Sheep are one of the most common livestock animals in the world, which are raised under different climates, topographic, and management conditions, and served in many countries as a main source of wool, milk, and meat (Shinde and Naqvi, 2015). The fertility of rams was detected to have great economic roles in animal reproduction because the high-quality semen is favorable for the sheep industry and the production of a large number of preferred lambs (Mohapatra and Shinde, 2018; Redden and Thorne, 2020). Although rams can breed at any time of the year, loss of libido and reduced sperm quantity can affect their performance throughout the season of breeding (Maquivar et al., 2021). In combination with estrus and ovulation induction/synchronization, artificial insemination is an assisted reproductive technology that was used as a device to inject an appropriate amount of sperm into the female reproductive system to increase the genetic value of animals (Hafez, 2015; Mochida, 2020; Al-Chaabawi et al., 2020). Worldwide, artificial insemination in sheep farming should consider the creation of appropriate knowledge suitable for the breed such as ram age, ram fertility, mass motility, and the type of sperm or secretions (Madrigali et al., 2021).

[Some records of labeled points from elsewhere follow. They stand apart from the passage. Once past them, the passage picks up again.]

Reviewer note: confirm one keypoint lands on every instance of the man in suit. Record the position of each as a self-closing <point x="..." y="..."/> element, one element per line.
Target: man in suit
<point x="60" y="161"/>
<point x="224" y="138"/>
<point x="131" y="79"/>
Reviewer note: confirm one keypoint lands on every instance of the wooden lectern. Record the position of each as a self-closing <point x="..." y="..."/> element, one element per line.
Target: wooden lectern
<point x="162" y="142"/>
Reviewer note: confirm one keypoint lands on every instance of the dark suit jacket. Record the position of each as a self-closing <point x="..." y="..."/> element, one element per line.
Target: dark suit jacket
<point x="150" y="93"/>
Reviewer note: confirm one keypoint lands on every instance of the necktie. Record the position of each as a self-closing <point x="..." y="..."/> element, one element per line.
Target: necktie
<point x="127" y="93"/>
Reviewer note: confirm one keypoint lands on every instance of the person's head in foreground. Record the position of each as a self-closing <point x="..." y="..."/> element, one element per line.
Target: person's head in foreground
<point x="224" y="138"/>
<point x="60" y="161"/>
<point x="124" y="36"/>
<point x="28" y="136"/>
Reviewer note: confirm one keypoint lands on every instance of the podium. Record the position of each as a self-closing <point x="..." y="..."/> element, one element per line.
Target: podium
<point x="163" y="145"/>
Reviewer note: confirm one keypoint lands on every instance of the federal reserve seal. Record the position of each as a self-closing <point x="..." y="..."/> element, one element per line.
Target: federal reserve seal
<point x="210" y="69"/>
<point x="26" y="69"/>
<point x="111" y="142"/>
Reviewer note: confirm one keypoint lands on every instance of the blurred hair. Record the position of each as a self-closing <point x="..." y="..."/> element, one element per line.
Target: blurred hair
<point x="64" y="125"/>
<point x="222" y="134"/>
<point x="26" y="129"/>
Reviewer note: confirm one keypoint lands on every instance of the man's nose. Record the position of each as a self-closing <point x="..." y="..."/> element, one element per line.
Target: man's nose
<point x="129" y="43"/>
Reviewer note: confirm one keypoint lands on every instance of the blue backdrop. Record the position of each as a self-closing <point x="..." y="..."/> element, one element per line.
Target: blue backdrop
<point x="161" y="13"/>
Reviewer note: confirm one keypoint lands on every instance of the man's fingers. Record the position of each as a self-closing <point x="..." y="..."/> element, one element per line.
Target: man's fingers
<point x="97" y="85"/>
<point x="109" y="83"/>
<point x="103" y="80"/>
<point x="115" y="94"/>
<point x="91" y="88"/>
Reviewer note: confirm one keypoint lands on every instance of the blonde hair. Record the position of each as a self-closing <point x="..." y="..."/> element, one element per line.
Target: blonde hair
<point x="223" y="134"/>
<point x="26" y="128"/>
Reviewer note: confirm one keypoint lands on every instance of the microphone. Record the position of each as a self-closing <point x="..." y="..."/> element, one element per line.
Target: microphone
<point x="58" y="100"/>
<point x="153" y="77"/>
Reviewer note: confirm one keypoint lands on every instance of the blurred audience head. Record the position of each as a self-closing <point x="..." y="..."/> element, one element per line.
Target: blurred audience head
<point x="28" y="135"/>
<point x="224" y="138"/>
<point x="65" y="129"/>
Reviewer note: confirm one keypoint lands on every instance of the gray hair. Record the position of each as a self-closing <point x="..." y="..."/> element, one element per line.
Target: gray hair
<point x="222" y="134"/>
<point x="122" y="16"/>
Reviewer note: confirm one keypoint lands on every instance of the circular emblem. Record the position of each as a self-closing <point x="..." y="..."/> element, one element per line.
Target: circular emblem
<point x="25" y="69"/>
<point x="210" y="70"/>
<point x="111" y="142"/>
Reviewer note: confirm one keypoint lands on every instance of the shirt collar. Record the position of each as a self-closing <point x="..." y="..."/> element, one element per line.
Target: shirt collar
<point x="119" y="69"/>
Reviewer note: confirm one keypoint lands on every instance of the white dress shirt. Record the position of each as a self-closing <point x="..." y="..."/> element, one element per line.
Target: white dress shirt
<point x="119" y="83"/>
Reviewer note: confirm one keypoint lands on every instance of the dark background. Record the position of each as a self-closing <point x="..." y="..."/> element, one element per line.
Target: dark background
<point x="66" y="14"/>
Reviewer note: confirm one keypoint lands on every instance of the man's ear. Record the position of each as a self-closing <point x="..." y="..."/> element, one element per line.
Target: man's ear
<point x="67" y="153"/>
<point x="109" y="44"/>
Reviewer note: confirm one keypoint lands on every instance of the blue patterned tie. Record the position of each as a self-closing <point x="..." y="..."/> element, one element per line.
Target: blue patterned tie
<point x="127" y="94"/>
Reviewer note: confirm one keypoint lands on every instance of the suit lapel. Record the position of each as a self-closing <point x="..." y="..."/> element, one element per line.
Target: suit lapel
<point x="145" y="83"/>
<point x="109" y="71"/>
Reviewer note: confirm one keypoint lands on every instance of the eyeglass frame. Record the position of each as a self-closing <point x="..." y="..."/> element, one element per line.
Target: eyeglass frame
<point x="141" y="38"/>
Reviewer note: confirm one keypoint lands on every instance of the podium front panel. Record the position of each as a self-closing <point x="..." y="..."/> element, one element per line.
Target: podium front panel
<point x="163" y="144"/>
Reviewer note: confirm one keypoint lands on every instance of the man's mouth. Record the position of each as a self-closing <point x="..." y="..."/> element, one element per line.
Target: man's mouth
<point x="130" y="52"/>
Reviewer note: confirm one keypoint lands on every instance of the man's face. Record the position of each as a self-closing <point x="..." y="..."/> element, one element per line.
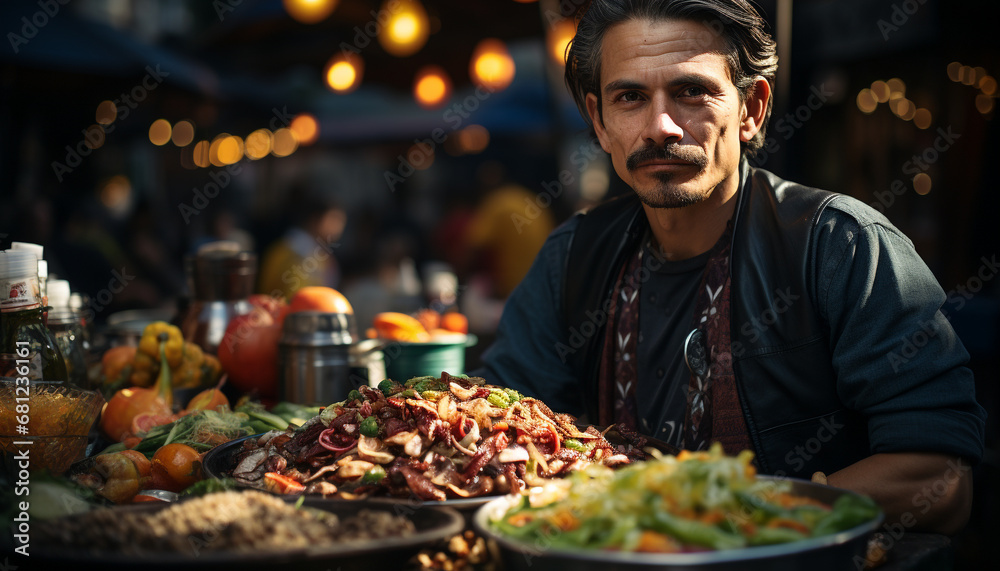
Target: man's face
<point x="672" y="118"/>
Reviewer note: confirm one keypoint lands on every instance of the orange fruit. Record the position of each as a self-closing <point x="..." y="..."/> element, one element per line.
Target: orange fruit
<point x="319" y="298"/>
<point x="181" y="463"/>
<point x="144" y="421"/>
<point x="429" y="318"/>
<point x="455" y="321"/>
<point x="208" y="399"/>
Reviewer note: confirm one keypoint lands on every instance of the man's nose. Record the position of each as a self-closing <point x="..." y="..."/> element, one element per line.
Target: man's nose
<point x="662" y="129"/>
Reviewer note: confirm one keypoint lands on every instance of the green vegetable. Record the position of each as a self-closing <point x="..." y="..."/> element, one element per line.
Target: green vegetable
<point x="388" y="387"/>
<point x="369" y="427"/>
<point x="210" y="486"/>
<point x="513" y="395"/>
<point x="295" y="413"/>
<point x="374" y="475"/>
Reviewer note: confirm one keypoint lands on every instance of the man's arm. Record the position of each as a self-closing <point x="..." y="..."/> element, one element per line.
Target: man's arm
<point x="901" y="365"/>
<point x="921" y="491"/>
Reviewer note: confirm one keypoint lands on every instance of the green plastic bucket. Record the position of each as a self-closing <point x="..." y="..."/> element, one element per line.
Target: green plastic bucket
<point x="407" y="360"/>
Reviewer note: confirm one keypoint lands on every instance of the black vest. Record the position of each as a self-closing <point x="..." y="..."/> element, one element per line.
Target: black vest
<point x="780" y="347"/>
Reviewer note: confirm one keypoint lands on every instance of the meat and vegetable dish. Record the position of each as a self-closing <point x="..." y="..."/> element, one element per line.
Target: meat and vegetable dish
<point x="429" y="438"/>
<point x="692" y="502"/>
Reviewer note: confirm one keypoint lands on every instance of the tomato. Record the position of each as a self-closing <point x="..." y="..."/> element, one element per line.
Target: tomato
<point x="248" y="352"/>
<point x="208" y="399"/>
<point x="181" y="463"/>
<point x="319" y="298"/>
<point x="125" y="405"/>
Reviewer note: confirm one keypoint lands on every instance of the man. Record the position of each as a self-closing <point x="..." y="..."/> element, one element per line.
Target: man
<point x="721" y="303"/>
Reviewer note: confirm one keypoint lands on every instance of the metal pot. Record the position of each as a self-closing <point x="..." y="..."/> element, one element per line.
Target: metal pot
<point x="314" y="357"/>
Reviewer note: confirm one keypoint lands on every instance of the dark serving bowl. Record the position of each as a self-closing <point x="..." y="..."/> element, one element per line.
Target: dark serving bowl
<point x="834" y="552"/>
<point x="433" y="525"/>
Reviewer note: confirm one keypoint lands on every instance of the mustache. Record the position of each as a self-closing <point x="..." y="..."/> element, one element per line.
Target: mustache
<point x="670" y="151"/>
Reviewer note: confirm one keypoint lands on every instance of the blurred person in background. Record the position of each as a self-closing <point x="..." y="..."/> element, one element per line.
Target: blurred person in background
<point x="304" y="256"/>
<point x="502" y="237"/>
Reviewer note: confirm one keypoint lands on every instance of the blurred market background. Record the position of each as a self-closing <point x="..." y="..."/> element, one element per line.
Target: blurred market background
<point x="440" y="136"/>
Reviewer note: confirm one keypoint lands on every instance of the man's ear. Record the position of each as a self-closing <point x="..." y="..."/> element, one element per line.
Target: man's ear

Natriuretic peptide (NP) is a family of three hormones that correlate structurally and act distinctly and uniquely in the body; atrial NP (ANP) and brain NP (BNP) in the heart, and C-type NP (CNP) (Goetze et al., 2020). ANP and BNP are endocrine hormones that help with the regulation of heart structure as well as blood volume and pressure (Nakagawa et al., 2019). Comparatively, the mechanism of action of CNP is diverse and researchers in the last decade showed that CNP affects coronary blood flow regulation electrophysiology, vascular integrity, endothelial cell and smooth muscle proliferation, angiogenesis, leukocyte activation, and vascular tone (Perez-Ternero et al., 2019). In the male reproductive system, several studies showed that testicular function and fertility and regulation of erectile tissue can be regulated by CNP (Hannema et al., 2013; Shahin et al., 2018; Ückert et al., 2019).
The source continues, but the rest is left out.